La plus legere fievre continue est celle qui naît de crudités, ou de la transpiration arrêtée, dont la matiere est chassée par le mouvement fébrile. On la guérit par la boisson abondante, un peu échauffante & diaphorétique.

Les humeurs naturellement corrompues ou dégénérantes dans les gens foibles, âgés, cacochymes, scorbutiques, valétudinaires, produisent souvent chez eux une fievre continue, qui d’ordinaire devient rémittente : la cure exige de legers purgatifs, les anti-putrides, les stomachiques, & les corroborans.
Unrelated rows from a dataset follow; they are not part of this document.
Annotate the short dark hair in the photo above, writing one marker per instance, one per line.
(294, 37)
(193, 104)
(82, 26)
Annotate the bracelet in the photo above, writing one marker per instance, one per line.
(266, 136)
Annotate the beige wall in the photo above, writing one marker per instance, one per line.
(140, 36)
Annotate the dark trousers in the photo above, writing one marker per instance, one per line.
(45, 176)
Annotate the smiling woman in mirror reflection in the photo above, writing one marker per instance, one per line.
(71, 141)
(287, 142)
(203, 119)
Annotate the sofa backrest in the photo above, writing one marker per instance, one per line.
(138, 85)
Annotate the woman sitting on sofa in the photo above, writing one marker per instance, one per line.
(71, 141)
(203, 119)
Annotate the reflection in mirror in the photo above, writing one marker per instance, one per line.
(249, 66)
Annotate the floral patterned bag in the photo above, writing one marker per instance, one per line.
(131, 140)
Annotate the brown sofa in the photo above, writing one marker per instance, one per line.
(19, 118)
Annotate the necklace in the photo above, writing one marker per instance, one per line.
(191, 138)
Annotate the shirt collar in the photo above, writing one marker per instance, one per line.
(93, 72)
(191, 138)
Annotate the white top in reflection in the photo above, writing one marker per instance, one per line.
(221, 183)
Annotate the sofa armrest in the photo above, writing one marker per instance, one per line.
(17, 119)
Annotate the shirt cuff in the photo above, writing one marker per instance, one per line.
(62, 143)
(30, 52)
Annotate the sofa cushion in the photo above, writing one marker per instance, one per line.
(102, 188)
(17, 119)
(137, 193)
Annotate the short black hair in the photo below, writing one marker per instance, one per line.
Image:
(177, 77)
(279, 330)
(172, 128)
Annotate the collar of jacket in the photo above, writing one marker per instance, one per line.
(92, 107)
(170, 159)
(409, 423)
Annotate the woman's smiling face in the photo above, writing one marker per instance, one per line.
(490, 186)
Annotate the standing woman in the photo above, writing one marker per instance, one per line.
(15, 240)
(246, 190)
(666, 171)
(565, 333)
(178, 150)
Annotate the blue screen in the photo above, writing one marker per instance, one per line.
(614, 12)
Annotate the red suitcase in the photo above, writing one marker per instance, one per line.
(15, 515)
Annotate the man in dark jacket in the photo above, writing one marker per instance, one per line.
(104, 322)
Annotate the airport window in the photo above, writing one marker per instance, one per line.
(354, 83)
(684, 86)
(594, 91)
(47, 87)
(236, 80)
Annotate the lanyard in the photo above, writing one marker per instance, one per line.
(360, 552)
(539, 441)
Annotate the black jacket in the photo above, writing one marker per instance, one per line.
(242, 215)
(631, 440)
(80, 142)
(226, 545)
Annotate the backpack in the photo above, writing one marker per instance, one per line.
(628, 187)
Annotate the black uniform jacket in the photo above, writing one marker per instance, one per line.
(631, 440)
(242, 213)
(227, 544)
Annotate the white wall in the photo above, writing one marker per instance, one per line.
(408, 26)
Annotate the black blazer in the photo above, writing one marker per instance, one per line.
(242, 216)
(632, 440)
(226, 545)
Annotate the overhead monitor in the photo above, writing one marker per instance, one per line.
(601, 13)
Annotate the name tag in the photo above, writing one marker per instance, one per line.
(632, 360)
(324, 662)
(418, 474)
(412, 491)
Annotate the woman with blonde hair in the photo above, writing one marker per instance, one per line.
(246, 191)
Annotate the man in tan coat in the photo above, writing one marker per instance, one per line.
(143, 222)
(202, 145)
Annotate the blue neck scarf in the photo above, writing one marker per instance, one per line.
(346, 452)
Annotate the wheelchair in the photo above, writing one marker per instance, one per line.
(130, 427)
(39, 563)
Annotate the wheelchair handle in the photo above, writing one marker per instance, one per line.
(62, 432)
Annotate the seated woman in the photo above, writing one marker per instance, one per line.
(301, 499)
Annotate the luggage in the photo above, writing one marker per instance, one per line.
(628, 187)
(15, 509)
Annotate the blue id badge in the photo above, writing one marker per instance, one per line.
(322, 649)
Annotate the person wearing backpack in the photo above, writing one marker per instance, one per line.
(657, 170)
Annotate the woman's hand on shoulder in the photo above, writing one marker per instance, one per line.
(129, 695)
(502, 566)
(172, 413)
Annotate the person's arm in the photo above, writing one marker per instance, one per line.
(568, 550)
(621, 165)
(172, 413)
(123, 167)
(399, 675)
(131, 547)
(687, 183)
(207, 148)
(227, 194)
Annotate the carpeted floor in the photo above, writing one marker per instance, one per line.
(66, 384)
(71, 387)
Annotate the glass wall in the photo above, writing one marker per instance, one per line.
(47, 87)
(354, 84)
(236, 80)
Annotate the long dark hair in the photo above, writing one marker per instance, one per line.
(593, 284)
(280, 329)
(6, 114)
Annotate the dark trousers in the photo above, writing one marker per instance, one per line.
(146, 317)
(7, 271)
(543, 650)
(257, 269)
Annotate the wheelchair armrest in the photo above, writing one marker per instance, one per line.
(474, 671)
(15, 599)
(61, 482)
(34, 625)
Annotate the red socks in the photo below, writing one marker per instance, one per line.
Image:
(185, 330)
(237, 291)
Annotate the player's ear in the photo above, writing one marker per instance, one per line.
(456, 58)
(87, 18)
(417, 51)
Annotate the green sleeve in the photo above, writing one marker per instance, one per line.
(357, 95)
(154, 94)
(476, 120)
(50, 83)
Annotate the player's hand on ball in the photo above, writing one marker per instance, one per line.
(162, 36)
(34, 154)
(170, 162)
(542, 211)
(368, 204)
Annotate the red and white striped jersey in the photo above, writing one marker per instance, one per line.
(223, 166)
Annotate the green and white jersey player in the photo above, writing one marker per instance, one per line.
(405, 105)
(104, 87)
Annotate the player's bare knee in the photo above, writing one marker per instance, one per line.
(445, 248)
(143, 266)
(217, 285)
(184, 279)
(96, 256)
Quelquefois au commencement de la constitution épidémique des intermittentes, il paroît des fievres continues qui ne doivent être considérées pour la méthode curative, que comme de vraies intermittentes. En général, toute fievre continue épidémique & endémique, veut être traitée d’après la connoissance de la constitution de l’air, de la saison, du climat, &c. mais la fievre continue qui procede d’une maladie particuliere aiguë ou chronique, comme du rhûmatisme, de la goutte, d’un abcès, d’une blessure, de la phthisie, de l’hydropisie, &c. doit être regardée comme symptomatique. Voyez Fievre symptomatique.

Le medecin qui voudra s’instruire complettement des fievres continues, étudiera sans cesse l’ouvrage de M. Quesnay.

Fievre continue rémittente, est celle qui sans discontinuer, donne de tems en tems quelque relâche, & ensuite quelques redoublemens : comme sa cure est la même que pour la fievre continue, voyez Fievre continue.

Fievre critique, est toute fievre continue qui se termine par coction purulente, & par crises.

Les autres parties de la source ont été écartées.